The Kenya Demographics health survey (KDHS) of 2014 found that 15 per cent of women aged 15-19 have already had a birth.
The percentage of women who have begun childbearing increases rapidly with age, from about three per cent among those aged 15 to 40 percent among those aged 19.
KDHS 2014 also showed that men and women aged 15-24, 10 per cent and two per cent respectively, admitted to having multiple sexual partners.
Further, the survey found that 21 per cent of young men and 12 per cent of young women engaged in their first sexual intercourse before age 15.
Majority of high school students are not of legal age. By law, they should not be in possession of mobile phone lines and hence mobile phone handsets. However, Asatsa and his group found that 100 per cent of their respondents reported having access to mobile phones.
"Consumption of sexual text, pictures or images leads to a bottomless pit where even the deepest of desires cannot be sufficiently quenched," says Philomena Ndambuki, a professor of psychology, human growth and development at Kenyatta University.
"Adolescents find themselves swimming in a soup of hormones. Sex, from their perspective, is very pleasurable. They develop a high affinity to sexual material," Ndambuki says.
Like a moth that finds light irresistible, eventually dying when it gets close to the fire, a teenager finds awe in sexual desire.
According to Ndambuki, the reason why these young people have a penchant for sexting is because it is a quick route to communicate emotions and feelings.
She says: "It is a short cut to pervasion. That is why as they send and receive sexual communication some will be masturbating. For them it is at least a build up to actual intercourse or intercourse itself."
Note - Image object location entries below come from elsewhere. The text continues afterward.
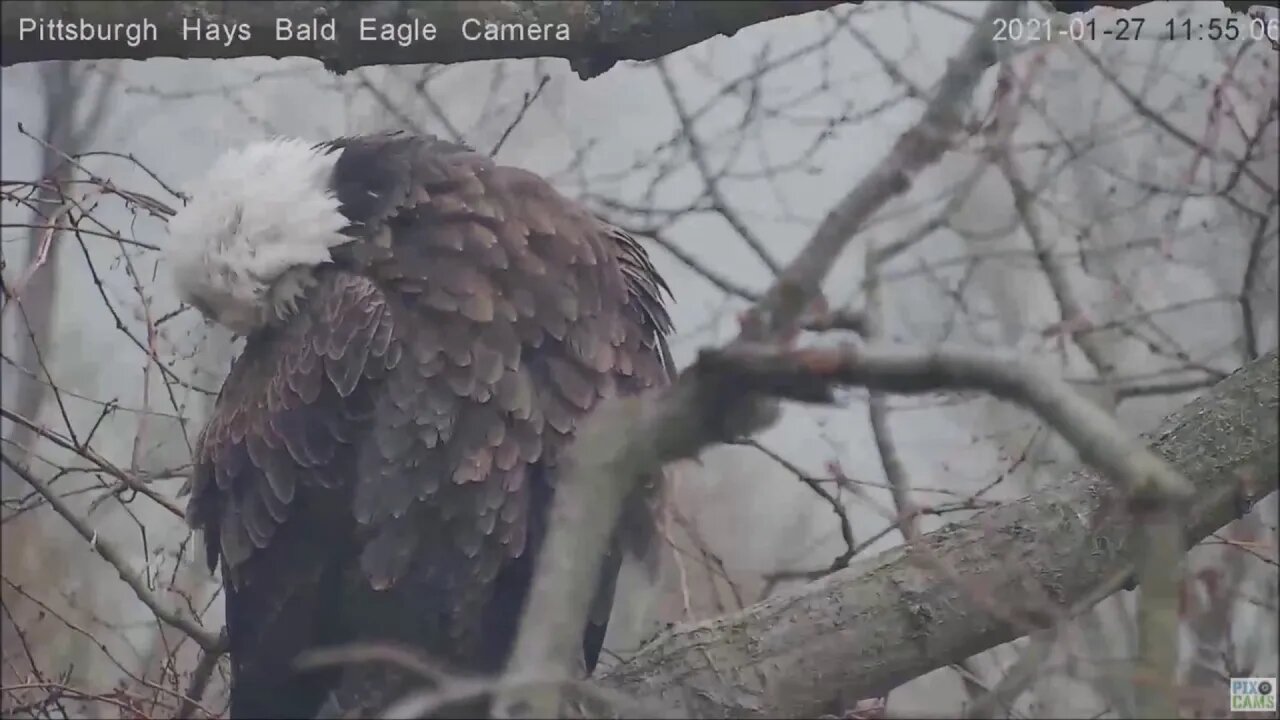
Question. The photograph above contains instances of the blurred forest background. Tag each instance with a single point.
(1110, 213)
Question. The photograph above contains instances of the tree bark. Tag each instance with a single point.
(599, 33)
(891, 618)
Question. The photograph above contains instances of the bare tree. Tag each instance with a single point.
(972, 268)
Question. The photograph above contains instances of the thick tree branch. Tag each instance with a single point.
(599, 33)
(630, 438)
(888, 619)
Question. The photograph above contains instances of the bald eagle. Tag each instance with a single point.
(425, 331)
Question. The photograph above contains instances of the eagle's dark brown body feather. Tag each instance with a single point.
(380, 465)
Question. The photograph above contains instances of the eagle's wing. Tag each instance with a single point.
(272, 486)
(383, 465)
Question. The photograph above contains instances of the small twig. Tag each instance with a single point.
(520, 115)
(204, 638)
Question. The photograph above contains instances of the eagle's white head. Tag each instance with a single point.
(245, 249)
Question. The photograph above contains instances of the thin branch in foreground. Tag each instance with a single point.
(630, 437)
(209, 642)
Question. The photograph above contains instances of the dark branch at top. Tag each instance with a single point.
(598, 33)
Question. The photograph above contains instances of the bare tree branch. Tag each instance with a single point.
(209, 642)
(599, 33)
(632, 437)
(886, 619)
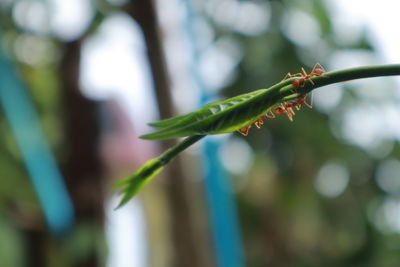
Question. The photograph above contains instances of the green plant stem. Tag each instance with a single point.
(170, 153)
(341, 76)
(260, 102)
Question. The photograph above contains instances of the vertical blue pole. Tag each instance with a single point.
(39, 161)
(221, 203)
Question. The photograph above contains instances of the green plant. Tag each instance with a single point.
(233, 114)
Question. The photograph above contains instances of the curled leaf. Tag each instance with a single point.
(220, 117)
(134, 183)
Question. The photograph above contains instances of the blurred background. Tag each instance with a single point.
(80, 79)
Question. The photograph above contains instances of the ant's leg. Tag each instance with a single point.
(270, 115)
(258, 123)
(245, 130)
(311, 100)
(318, 66)
(304, 72)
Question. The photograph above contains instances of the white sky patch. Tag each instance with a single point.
(236, 155)
(70, 18)
(306, 33)
(326, 100)
(387, 176)
(218, 63)
(332, 179)
(368, 126)
(33, 16)
(246, 17)
(126, 234)
(114, 66)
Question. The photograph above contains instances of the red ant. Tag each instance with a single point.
(287, 108)
(317, 70)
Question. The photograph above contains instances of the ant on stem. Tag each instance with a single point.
(287, 108)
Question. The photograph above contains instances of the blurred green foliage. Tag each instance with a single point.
(285, 220)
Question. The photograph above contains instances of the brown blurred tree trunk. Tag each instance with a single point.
(187, 248)
(83, 168)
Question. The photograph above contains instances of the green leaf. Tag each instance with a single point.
(220, 117)
(134, 183)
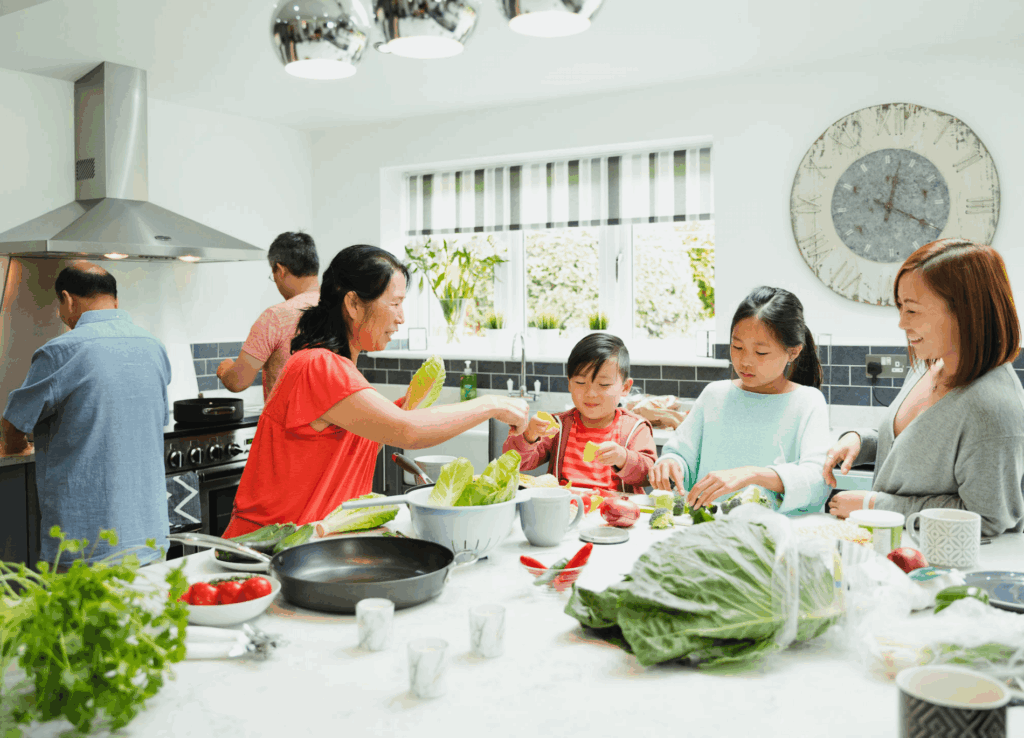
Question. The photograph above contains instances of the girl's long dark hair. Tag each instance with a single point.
(364, 269)
(782, 312)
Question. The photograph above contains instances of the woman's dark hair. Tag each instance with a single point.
(591, 353)
(364, 269)
(782, 313)
(89, 283)
(297, 252)
(972, 279)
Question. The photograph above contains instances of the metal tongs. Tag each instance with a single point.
(204, 642)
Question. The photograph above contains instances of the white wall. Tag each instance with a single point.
(762, 126)
(249, 179)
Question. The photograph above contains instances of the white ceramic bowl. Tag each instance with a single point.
(475, 529)
(222, 615)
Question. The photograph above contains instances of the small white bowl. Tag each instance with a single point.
(222, 615)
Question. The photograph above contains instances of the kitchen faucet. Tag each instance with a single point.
(522, 371)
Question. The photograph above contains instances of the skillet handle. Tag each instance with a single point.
(212, 541)
(468, 559)
(375, 502)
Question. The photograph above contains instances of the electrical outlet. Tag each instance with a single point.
(893, 366)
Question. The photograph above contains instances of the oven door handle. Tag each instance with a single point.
(219, 477)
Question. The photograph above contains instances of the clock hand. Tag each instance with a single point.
(890, 208)
(892, 193)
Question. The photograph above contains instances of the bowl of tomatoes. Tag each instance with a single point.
(219, 600)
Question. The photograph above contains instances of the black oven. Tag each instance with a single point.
(203, 469)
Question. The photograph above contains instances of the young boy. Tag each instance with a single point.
(598, 371)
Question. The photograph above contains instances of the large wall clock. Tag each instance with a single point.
(883, 181)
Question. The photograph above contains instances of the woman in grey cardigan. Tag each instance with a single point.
(953, 437)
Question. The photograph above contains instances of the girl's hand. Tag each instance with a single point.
(717, 484)
(611, 453)
(665, 473)
(843, 504)
(512, 410)
(536, 429)
(843, 454)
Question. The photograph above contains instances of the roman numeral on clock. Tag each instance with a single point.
(808, 206)
(979, 206)
(965, 163)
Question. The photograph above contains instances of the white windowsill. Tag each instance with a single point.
(485, 354)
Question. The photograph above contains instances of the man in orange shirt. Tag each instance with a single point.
(294, 268)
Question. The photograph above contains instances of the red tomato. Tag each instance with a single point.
(203, 593)
(227, 593)
(254, 589)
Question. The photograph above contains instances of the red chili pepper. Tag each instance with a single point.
(531, 563)
(579, 559)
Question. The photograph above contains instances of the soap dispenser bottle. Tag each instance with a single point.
(467, 384)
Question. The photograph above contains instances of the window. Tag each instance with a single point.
(629, 234)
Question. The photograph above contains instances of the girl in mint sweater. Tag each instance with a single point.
(769, 426)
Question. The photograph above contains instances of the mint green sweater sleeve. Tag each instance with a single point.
(684, 446)
(729, 427)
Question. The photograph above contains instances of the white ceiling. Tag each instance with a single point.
(217, 55)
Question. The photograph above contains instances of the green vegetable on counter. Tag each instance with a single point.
(426, 385)
(662, 518)
(301, 535)
(264, 540)
(947, 597)
(707, 596)
(498, 483)
(341, 521)
(92, 649)
(752, 494)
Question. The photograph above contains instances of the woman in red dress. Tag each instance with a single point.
(318, 435)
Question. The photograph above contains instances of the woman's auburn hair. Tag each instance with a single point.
(972, 279)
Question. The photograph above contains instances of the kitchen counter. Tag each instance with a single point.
(553, 680)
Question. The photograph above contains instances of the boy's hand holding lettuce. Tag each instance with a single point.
(708, 595)
(456, 486)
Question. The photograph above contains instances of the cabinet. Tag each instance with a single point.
(18, 514)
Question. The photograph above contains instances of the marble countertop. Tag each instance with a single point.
(553, 680)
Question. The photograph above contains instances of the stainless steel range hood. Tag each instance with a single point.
(111, 214)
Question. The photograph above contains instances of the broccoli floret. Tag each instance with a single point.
(747, 495)
(701, 515)
(660, 518)
(679, 506)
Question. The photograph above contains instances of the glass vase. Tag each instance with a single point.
(454, 310)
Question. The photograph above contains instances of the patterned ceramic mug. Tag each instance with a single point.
(947, 537)
(951, 701)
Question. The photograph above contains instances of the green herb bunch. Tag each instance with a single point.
(452, 272)
(92, 649)
(549, 321)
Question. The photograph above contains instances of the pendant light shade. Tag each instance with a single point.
(424, 29)
(549, 18)
(320, 39)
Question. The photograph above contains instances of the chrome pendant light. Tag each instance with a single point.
(549, 18)
(424, 29)
(320, 39)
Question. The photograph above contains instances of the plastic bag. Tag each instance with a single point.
(968, 634)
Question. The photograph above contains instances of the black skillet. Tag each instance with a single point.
(333, 574)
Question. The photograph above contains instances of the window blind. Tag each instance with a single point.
(643, 187)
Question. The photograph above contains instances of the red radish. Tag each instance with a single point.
(620, 513)
(907, 559)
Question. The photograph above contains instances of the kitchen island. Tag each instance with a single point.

Just like heroin addicts find themselves knee dip in abuse so does sexting arrest its subjects into addiction and lacking in morals, Prof. Ndambuki adds.
Sexting, admonishes Ndambuki, is an entry into hard-core pornography. In the immediate aftermath it will provoke unquenchable thirst for sex and sex material.
The damage this has for the young mind, says Prof. Ndambuki, could easily span into the future when they need to marry and settle down into a traditional family.
"When you are used to consuming sexual imagery via the phone it may be difficult to stay faithful to a spouse," Prof. Ndambuki says.
But that is not what Latishia imagined when she said, "This is just small-time fun."